Loading Dock 1

A proposed project to paint ‘Black Lives Matter’ on the rooftop of an old downtown railroad track-side loading dock is drawing mixed reviews.

The City Council on Monday evening heard a presentation by activist Cooper Blackwell calling for a Black Lives Matter mural project — and the municipal government is planning to move forward with this.

“Very simply, we want to work alongside the City of Rocky Mount staff to develop a plan for creating a bold visual that represents, that is representative of the Black Lives Matter messaging,” Blackwell told the council during a work session.

And Blackwell said he and his fellow activists want to prepare the message to be painted — and want to work with the City of Rocky Mount Engineering Department to finalize the placement of the Black Lives Matter painting.

Blackwell also said he and his fellow activists want to co-coordinate and facilitate the project as well as make plans for a community engagement arts effort in the proposed “Black Business Matters Zone” in the heart of the city.

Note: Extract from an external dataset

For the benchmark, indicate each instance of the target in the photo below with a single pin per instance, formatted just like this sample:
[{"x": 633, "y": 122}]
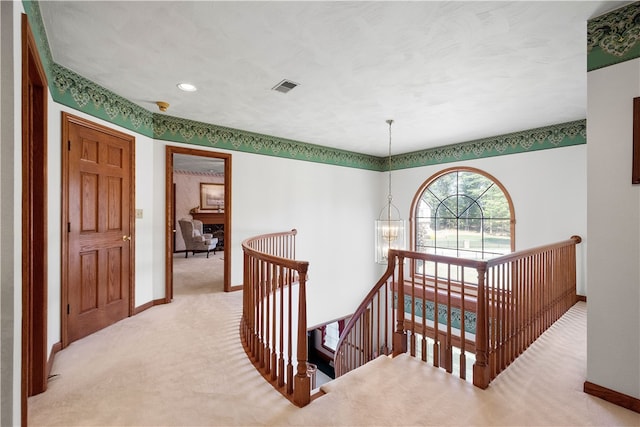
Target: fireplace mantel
[{"x": 209, "y": 217}]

“And we want to partner with neighborhood residents to communicate messaging and disseminate information,” Blackwell said.

Blackwell’s presentation was the first time viewers of municipal government business got the chance to hear specifics since the Telegram on July 9 reported the city appeared to be interested in having the words “Black Lives Matter” painted on the roof of an old railroad track-side loading dock.

The structure is along Falls Road on the northeastern side of downtown and between the Episcopal Church of the Good Shepherd and the Rocky Mount Event Center.

The Telegram reported that a document, as posted on the city’s website, showed Candice Kirtz, the purchasing manager in the Finance Department’s purchasing division, requested a quote from vendors for a project titled, “Black Lives Matter Painting.”

Blackwell is a son of Councilman Reuben Blackwell and also serves on the local Human Relations Commission.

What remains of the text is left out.